Question

Find the sum of the series
$\frac{1}{2} + \frac{2}{4} + \frac{3}{8} + ...$
Numerator is AP but denominator is GP how can I solve it?​

Answer 1

Solution :-

The given series is an example of A.G.P which is a combination of both arithmetic as well as geometric sequence.
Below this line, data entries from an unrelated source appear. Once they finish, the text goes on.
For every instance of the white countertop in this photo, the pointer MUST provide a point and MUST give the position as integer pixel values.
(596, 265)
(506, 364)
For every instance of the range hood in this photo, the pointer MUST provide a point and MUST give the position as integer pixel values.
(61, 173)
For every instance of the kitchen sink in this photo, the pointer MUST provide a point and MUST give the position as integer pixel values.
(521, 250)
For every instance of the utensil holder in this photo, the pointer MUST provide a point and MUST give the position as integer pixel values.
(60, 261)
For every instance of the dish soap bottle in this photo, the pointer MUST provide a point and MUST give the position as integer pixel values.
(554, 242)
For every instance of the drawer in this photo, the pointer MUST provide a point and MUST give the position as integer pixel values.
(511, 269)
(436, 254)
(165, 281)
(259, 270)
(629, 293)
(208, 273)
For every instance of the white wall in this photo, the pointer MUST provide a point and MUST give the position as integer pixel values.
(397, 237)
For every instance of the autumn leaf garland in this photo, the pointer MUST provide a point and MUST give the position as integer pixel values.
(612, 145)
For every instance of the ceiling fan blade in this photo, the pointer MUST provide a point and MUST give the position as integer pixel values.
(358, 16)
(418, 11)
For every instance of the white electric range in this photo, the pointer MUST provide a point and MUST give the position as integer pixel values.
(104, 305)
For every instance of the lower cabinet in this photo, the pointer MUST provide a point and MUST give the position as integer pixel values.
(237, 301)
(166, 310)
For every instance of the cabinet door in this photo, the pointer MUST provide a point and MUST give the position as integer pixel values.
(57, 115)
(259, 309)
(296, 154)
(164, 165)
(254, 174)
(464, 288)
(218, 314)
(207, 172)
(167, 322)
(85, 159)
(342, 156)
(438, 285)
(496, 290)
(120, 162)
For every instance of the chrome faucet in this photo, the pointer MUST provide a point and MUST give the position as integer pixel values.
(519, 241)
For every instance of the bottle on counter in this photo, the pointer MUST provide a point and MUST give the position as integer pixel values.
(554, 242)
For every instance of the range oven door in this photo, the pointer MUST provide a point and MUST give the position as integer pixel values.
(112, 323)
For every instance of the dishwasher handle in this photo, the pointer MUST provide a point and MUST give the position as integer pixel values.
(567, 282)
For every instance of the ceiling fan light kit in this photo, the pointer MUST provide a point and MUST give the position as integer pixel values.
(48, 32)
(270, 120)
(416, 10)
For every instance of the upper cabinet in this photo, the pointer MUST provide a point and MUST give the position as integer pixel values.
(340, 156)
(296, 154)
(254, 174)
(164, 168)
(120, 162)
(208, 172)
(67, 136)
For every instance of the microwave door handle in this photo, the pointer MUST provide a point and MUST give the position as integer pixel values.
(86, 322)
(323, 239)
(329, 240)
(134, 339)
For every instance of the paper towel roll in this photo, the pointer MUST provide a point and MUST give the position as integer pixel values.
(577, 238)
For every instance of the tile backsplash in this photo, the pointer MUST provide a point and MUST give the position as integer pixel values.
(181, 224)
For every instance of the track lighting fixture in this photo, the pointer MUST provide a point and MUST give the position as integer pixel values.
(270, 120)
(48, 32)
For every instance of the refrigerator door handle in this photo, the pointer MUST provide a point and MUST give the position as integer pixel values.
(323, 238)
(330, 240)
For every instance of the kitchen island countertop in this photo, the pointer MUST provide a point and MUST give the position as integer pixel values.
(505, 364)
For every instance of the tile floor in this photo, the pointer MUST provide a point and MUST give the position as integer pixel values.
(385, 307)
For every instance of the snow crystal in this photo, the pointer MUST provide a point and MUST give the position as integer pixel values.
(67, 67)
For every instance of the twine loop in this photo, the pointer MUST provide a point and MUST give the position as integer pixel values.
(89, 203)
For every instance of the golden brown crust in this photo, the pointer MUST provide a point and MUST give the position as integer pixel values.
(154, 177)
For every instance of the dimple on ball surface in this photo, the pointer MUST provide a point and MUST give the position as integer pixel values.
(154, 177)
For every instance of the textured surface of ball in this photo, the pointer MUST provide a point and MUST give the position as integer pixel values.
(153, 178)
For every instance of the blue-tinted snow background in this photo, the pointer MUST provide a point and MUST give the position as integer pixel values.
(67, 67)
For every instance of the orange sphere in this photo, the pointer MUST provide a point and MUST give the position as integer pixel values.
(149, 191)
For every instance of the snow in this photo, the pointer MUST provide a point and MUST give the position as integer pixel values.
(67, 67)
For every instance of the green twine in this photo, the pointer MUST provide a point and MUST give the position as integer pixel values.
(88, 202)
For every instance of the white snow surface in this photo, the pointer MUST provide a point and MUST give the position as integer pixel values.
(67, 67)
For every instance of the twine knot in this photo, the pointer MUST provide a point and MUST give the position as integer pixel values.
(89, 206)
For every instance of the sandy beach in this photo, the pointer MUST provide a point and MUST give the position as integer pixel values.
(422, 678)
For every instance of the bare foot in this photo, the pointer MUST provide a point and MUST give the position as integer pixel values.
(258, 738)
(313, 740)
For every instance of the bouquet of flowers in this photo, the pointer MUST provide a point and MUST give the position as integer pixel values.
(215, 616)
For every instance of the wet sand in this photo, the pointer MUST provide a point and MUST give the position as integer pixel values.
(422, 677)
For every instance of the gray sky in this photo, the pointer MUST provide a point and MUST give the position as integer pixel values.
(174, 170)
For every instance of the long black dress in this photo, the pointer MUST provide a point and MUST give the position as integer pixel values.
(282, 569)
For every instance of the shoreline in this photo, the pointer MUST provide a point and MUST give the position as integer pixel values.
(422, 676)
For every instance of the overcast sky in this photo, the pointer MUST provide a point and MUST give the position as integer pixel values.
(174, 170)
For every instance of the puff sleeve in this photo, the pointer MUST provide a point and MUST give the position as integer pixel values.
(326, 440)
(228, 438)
Let's assume the given series be equal to S,

$\leadsto \displaystyle \sf S = \frac{1}{2} + \frac{2}{ {2}^{2} } + \frac{3}{ {2}^{3} } + ... \bigg \{ equation \: 1 \bigg\}$

Multiply both sides with 1/2

$\leadsto \displaystyle \sf \dfrac{S}2 = \frac{1}{ {2}^{2} } + \frac{2}{ {2}^{3} } + \frac{3}{ {2}^{4} } ... \bigg \{ equation \: 2\bigg\}$

Now subtracting equation 2 from equation 1

${\leadsto \displaystyle \sf S \left( 1 - \frac{1}{2} \right) = \frac{1}{2} + \frac{1}{ {2}^{2} } + \frac{1}{ {2}^{3} } + ... }$

$\leadsto \displaystyle \sf S \left( \frac{1}{2} \right) = \frac{1}{2} + \frac{1}{ {2}^{2} } + \frac{1}{ {2}^{3} } + ...$

Now, this is forming an infinite GP with first term 1/2 and common ratio 1/2. Therefore we can apply formula for sum of infinite GP.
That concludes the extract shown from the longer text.